Bu sene okuduğum en güzel kitaplardan biriydi. Kitap, kadın olmanın zorluğu, kadınların toplumlar içersinde lanetlenmiş ve erkekleri zehirleyen bir varlık olduğuna inanıldığı bir dünyada geçiyor. Aslında hayalgücü gibi gelmişti ama şu an yaşadığımız dünyanın da pek bir farkı olmadığını görüyoruz.
Bu toplumda yaşayan kızlar 16 yaşlarına geldiklerinde “Erdem Yılı” denilen bir yere gönderilerek 1 yıl boyunca orada kimsenin bilmediği, gidenlerin de olan olayları anlatmalarının yasak olduğu bir yere “sahip oldukları lanet ve sihirden arınmaları için”

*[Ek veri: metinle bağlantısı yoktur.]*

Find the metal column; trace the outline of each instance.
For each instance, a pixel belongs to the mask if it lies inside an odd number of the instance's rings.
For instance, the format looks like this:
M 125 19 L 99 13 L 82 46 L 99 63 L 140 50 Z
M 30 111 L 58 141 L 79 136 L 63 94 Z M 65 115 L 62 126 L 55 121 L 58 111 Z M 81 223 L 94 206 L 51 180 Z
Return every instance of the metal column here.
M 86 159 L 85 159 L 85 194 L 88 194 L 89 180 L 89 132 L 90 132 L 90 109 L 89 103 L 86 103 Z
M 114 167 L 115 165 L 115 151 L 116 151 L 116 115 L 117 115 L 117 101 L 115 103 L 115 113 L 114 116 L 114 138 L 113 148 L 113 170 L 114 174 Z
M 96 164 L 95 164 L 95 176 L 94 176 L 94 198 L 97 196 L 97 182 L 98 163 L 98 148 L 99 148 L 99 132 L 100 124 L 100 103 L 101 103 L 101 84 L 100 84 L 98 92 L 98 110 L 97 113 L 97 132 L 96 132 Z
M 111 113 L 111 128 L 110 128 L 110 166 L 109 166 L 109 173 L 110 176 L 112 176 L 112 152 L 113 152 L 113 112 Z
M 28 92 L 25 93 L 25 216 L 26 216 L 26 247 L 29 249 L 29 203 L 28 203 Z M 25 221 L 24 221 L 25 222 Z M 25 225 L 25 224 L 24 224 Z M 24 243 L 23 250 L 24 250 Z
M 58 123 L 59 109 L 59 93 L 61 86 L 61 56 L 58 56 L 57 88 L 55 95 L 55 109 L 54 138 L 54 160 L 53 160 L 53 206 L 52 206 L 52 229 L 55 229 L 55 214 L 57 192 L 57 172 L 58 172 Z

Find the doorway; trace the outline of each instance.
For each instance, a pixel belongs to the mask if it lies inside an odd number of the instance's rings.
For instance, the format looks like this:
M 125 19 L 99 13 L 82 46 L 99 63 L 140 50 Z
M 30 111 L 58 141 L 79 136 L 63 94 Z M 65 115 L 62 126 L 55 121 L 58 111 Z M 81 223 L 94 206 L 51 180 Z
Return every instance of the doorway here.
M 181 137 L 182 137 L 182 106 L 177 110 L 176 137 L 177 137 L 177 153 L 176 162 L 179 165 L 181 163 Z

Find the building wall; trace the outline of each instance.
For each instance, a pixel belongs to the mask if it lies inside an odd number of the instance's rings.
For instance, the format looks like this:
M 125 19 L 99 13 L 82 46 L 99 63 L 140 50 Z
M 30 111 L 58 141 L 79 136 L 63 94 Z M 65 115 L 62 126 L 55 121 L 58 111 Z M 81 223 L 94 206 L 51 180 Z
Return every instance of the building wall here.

gönderiliyorlar. Fakat biz orada neler olduğunu baş karakterimiz Terelelli Tierney James’in ağzından okuyup öğreniyoruz
June'ın her mevsime göre olan pelerinin cebine diktiği tohumlar, annesinin öğütleri.. Sonra Ryker ile tanışması... Ah Ryker, Tierney hem senin için hem kendi için hemde kızı için bir çok şeyi değiştirmeye çalışacak ve değiştirecek de. Michael…her şeyi Tierney için yapmışsın, diğer kızların her şeyi kabul etmesi ve Tierney'in yanında olmaları mükemmeldi !
Terelelli Tierney’e hayran kaldım, bu kadar güçlü, mücadele eden ve tüm olanlara rağmen yılmayan bir kadın olması beni kendine hayran bıraktı. Defalarca okusam yine başka noktalarına hayran olacağım bir kitaptı..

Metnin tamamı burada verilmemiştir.